I whipped this bowl up after I got a hankerin’ for some mediterranean-style food. What I love about this particular marinade is the creamy-tangy combo we’ve got going on with the plain greek yogurt. But we bring it back down a bit with some extra virgin olive oil, lemon juice + fresh dill. Don’t have fresh dill? No worries, dried works just as well! Really, as long as you’ve got some veggies, chicken + quinoa, you can whip together these Chicken + Veggie Med Bowls in a snap! (Or omit the chicken entirely and double on the veggies for a hearty vegetarian meal!)
You can throw together this meal in around 30 minutes which makes it a weekly staple over here. Everything holds really well in the fridge so you can even prep-ahead for the work week! Looking for another prep-ahead bowl to add to your rotation? I gotchu covered with this Honey Chicken Teriyaki Bowl.
Chicken + Veggie Med Bowls
- For the chicken:
- 1-lb boneless skinless chicken thighs (breasts are ok too)
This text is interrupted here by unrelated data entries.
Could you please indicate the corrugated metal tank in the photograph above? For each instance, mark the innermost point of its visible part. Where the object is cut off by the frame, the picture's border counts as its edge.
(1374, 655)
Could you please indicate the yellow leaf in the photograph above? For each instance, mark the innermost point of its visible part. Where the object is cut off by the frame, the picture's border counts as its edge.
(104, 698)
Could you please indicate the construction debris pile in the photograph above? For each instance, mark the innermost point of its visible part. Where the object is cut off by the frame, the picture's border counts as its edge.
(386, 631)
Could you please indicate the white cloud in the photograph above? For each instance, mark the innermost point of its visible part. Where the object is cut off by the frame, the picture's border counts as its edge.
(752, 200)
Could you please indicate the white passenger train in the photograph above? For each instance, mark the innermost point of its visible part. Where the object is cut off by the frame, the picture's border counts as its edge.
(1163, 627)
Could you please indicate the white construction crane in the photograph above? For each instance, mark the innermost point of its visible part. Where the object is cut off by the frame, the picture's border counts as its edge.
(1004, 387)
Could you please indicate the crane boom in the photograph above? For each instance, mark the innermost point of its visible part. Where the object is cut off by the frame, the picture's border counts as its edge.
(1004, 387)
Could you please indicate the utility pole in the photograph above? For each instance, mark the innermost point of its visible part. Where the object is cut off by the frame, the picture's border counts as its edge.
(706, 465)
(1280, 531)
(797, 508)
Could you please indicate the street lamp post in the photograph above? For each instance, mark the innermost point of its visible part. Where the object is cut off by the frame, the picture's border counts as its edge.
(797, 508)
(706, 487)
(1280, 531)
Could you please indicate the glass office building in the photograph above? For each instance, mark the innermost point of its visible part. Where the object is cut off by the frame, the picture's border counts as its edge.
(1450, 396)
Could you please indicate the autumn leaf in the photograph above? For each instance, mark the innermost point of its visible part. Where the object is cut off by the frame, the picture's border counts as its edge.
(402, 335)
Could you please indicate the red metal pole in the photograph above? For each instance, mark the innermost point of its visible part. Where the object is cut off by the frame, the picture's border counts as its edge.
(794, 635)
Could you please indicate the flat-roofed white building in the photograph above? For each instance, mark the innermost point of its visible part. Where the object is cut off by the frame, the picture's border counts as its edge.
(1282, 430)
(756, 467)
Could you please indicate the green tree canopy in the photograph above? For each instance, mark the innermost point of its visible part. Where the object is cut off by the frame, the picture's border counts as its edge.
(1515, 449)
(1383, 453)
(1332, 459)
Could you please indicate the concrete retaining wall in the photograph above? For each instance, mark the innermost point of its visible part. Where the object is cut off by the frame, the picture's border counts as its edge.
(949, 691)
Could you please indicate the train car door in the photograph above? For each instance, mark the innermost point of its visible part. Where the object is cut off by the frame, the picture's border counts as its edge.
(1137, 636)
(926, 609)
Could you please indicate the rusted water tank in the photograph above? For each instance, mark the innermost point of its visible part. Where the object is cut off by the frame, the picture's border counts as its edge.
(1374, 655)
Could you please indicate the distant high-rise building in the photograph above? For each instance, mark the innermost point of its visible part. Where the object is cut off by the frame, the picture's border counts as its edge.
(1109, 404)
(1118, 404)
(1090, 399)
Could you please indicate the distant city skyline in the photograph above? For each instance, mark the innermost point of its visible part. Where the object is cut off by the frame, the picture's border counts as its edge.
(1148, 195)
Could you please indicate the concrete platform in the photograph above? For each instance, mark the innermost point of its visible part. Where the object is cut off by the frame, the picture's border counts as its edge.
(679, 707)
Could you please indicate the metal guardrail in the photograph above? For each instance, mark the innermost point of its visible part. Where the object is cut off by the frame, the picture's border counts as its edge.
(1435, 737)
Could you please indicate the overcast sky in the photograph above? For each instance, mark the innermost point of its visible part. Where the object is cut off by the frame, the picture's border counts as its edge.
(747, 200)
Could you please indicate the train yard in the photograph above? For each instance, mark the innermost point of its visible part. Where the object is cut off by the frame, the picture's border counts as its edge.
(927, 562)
- 1/2 cup plain greek yogurt
- 2 tbsp extra virgin olive oil
- 1 lemon, juiced
- 2 garlic cloves, minced
- 1-2 tbsp fresh dill, chopped
- Salt + pepper to taste
- For the veggies:
- 1 zucchini, diced
- 1/2 eggplant, diced
- 1 cup mushrooms, diced
- 1/2 tbsp olive oil
- 1 garlic clove, minced
- A pinch of fresh dill
- Salt + pepper to taste
- For the bowls:
- 1 cup uncooked quinoa
- Crumbled feta cheese (optional)
- Kalamata olives (optional)
- Tzatziki (optional)
- More fresh dill for topping
In a large ziploc bag or a large bowl, mix together chicken marinade ingredients. Add in the chicken and make sure the chicken is coated thoroughly. Marinade for at least 15 minutes in the fridge or up to 3 hours.
In a pot, pour 1 cup quinoa + 2 cups water. Cover and bring to a boil. Once boiling, lower heat to a simmer and let steam for 20 minutes.
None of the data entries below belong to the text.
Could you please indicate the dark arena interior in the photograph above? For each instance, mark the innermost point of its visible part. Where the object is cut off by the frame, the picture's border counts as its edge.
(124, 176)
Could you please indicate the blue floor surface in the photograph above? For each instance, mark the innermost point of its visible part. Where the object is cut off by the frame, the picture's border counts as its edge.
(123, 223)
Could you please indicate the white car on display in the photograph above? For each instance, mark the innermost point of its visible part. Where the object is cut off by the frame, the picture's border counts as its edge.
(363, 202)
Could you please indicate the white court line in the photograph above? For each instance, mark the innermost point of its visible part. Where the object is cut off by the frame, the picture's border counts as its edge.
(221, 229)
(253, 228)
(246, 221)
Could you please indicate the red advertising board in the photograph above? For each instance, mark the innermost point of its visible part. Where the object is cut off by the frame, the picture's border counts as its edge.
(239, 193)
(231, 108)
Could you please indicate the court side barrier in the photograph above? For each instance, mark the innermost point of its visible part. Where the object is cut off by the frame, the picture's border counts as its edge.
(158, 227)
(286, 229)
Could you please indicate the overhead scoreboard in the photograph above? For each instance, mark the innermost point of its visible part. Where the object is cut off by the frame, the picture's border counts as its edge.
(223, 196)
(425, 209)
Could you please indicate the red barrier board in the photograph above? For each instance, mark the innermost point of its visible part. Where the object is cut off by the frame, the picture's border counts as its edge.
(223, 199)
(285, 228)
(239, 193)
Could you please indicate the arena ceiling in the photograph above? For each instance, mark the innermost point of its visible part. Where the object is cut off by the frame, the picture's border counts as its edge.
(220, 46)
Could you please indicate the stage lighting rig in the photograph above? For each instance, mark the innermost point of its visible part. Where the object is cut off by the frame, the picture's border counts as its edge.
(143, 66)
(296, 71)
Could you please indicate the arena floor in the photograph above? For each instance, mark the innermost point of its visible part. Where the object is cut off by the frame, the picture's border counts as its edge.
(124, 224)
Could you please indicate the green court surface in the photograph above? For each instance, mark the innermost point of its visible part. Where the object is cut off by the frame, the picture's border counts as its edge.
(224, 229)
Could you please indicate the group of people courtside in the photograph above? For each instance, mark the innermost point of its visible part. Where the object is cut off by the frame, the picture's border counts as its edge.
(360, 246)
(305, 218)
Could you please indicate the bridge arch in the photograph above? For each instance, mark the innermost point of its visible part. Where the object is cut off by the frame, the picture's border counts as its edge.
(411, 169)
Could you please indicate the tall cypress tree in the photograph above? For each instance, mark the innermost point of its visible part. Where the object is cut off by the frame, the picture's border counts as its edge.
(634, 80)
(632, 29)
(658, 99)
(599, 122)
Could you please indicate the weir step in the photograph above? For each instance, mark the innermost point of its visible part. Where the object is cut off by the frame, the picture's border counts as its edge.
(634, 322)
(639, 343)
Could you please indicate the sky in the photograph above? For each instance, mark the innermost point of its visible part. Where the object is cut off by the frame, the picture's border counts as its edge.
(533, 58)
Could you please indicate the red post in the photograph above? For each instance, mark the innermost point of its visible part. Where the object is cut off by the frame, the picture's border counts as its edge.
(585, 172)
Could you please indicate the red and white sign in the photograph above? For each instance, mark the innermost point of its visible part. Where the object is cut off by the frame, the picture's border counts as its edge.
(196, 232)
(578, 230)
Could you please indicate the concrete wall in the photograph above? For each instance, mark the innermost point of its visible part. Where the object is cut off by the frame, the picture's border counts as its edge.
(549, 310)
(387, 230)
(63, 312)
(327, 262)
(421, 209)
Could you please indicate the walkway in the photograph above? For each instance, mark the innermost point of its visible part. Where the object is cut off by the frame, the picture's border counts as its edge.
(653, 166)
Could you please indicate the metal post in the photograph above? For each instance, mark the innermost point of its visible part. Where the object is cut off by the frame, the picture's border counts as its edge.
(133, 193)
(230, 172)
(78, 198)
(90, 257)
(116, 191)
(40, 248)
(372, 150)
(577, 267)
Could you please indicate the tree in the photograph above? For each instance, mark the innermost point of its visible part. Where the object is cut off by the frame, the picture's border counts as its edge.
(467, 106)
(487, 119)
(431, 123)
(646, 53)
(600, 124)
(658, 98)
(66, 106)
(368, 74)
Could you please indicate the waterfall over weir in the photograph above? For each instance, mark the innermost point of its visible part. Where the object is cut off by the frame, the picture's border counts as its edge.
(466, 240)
Preheat grill to medium heat. Once hot, place chicken thighs on the grill for about 7 minutes per side depending on thickness of the thighs. If you're unsure if the chicken is done, cut open a thigh and see that the inside is no longer pink.
While the chicken is grilling, you can also saute your veggies. If you've got a grill safe pan, you can saute the veggies on the other side of your grill. If you don't, heat on stove-top over medium heat. Add olive oil, chopped veggies and seasonings. Saute until the veggies reach your desired doneness, about 10 minutes.
For plating, add quinoa to your bowl. Top with chopped veggies and bite-size chicken pieces. Add optional ingredients such as crumbled feta, kalamata olives, tzatziki, and more dill!